I speak as a categorical nonbeliever in, sometime practitioner of, lifetime thinker about, religion. I take no exception to any of your examples of bigotry in religion. But I also recognize that these bad ideas are not the only ones religion has to offer. The fault lies in failing to distinguish the good ideas from the bad, embrace the former and reject the latter.
The enemy is not religion per se but religious literalism. The doctrinaire literalist insists on the anthropomorphic deity (or deities) of his choice. The doctrinaire atheist rejects this belief as incompatible with the modern, rationalist understanding of the world. Both are guilty of the same error: mistaking a work of poetry for one of prose. They read:
Tyger, tyger, burning bright
In the forests of the night,
What immortal hand or eye
Could frame thy fearful symmetry?—William Blake, The Tyger
The literalist takes it as a command to go out in the woods at night and immolate a wildcat. The atheist ridicules it because tigers aren’t created by anyone’s hand or eye. They both miss the deep mysterious truth the poem gestures at.

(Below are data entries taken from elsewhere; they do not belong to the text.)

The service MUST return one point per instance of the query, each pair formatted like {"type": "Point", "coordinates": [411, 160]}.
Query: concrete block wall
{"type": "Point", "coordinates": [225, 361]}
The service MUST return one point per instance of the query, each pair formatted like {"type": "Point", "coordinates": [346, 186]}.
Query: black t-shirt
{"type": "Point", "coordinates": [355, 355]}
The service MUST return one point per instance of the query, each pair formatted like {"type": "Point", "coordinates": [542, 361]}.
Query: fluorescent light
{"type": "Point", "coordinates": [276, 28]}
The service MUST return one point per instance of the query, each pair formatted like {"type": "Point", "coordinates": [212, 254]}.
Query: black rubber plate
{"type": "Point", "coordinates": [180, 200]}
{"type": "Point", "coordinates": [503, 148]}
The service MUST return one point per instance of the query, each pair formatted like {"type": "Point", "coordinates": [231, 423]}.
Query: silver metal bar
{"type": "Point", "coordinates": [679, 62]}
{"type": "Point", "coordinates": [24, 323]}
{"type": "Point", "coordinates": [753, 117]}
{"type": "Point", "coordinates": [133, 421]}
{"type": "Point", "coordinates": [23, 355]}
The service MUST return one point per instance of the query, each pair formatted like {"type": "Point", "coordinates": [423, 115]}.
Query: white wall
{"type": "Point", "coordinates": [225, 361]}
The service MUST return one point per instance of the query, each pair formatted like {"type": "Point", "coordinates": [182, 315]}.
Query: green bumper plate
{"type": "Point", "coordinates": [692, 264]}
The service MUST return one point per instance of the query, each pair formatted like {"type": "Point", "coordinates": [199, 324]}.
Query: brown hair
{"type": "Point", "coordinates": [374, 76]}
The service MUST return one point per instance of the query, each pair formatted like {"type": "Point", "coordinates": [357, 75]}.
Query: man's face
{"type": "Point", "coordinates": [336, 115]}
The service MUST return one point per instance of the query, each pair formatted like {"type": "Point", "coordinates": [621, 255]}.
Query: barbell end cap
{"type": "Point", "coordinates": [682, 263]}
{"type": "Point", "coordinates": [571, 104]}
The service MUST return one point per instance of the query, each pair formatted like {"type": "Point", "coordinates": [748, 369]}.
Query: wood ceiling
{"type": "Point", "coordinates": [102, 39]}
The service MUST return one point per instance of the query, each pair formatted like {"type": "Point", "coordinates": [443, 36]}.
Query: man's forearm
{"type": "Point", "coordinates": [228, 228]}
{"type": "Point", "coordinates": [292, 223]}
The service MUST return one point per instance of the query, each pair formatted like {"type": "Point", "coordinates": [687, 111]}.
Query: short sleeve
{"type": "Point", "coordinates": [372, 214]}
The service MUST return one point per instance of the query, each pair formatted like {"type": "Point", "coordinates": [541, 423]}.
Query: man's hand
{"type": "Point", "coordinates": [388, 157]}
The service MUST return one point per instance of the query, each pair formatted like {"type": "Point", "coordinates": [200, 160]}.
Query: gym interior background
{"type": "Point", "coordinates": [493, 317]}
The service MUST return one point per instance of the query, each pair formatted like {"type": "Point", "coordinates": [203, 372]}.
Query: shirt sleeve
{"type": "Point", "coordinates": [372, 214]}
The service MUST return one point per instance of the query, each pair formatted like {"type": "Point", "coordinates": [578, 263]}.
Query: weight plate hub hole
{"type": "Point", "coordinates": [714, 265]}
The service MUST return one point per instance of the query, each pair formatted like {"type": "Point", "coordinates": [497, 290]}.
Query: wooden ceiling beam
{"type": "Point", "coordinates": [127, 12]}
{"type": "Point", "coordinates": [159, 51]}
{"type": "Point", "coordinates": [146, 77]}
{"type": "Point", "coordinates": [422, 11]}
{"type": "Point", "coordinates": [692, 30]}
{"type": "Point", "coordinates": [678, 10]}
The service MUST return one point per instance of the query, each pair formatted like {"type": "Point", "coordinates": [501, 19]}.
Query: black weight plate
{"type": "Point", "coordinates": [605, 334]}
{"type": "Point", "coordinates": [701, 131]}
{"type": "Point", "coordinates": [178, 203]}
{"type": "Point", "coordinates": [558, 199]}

All of our received religious scriptures are products of cultures far removed from ours. They are filled with atavistic throwbacks to an earlier and other time:
The backward look behind the assurance
Of recorded history, the backward half-look
Over the shoulder, towards the primitive terror.—T. S. Eliot, The Dry Salvages
The problem with traditional religions is that they insist on clinging to these archaic expressions and applying them out of context to the modern world. The challenge is to separate the gold from the dross: to discard the outdated conceptions of an earlier culture, extract the nuggets of wisdom embedded within them, and pass those on to our children.